It was at the urging of his PhD advisor that John “Trey” Fondon first came upon the question which he has pursued to this day. Fondon's advisor, Skip Garner, suggested that he run their newly developed repeat polymorphism prediction algorithm on coding sequences to find human coding polymorphisms. At first, Fondon says, he was rather skeptical. “But when I saw the results, I was amazed.”

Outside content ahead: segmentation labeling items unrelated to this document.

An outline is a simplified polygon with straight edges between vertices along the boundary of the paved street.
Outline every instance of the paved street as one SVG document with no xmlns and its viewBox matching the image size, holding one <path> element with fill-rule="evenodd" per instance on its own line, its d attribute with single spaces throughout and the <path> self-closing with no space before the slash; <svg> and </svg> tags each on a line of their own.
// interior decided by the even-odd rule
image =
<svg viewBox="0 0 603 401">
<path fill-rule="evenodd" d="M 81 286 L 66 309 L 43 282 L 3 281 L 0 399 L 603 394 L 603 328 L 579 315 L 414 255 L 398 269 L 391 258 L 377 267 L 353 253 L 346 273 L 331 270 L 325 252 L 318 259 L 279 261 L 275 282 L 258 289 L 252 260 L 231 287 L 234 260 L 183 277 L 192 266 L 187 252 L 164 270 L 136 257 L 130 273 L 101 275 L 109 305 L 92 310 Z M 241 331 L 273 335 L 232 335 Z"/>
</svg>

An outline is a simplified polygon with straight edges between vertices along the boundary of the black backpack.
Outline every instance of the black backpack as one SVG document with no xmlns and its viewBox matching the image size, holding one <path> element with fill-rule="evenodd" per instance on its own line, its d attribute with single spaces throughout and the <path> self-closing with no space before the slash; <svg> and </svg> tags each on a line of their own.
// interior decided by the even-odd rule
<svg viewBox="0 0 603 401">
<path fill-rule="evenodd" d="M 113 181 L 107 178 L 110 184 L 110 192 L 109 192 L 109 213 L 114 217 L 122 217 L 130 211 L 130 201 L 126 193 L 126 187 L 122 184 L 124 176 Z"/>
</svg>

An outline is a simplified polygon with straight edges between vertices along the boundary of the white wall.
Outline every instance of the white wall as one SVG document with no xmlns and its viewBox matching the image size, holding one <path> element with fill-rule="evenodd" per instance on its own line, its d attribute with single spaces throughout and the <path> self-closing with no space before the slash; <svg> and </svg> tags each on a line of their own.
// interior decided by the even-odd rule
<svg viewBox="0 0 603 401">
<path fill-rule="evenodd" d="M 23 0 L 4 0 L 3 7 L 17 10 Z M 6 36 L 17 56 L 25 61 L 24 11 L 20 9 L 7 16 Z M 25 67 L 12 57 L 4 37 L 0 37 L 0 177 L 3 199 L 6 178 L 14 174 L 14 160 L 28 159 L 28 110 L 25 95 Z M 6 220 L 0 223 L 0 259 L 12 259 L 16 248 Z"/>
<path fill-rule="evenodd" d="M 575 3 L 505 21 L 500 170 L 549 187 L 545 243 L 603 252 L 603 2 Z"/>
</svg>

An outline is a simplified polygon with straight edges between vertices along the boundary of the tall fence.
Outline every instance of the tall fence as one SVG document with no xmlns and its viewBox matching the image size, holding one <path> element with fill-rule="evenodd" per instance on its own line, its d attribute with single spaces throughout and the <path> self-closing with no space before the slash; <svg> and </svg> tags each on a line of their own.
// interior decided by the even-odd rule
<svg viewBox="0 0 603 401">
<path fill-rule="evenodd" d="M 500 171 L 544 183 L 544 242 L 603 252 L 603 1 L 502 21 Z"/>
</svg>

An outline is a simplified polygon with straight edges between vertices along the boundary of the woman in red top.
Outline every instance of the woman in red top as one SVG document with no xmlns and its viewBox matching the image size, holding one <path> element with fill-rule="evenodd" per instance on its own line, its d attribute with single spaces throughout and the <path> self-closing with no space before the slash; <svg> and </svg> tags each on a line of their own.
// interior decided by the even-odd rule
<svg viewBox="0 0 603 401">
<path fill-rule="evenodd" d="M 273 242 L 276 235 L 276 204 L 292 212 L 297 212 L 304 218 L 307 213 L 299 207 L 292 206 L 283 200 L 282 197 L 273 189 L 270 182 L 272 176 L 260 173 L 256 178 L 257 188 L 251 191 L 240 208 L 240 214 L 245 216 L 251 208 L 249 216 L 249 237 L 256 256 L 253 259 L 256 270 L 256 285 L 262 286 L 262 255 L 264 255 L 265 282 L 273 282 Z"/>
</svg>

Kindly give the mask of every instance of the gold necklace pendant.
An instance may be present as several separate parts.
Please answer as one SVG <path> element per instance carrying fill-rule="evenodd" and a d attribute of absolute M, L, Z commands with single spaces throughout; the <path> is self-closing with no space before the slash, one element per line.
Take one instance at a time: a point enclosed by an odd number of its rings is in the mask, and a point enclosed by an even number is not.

“It wasn't just the large number of human proteins with slippage-prone repeats, but the identities of the proteins — Hox genes, BMPs, signal transducers — all genes whose names and roles were familiar to me from my background in developmental biology,” he says. The question that was staring him in the face: do these repeats facilitate evolution? “Potential solutions to longstanding problems in evolution, such as D'Arcy Thompson's transformations and the astounding speed of vertebrate evolution, suddenly seemed within my grasp,” he says.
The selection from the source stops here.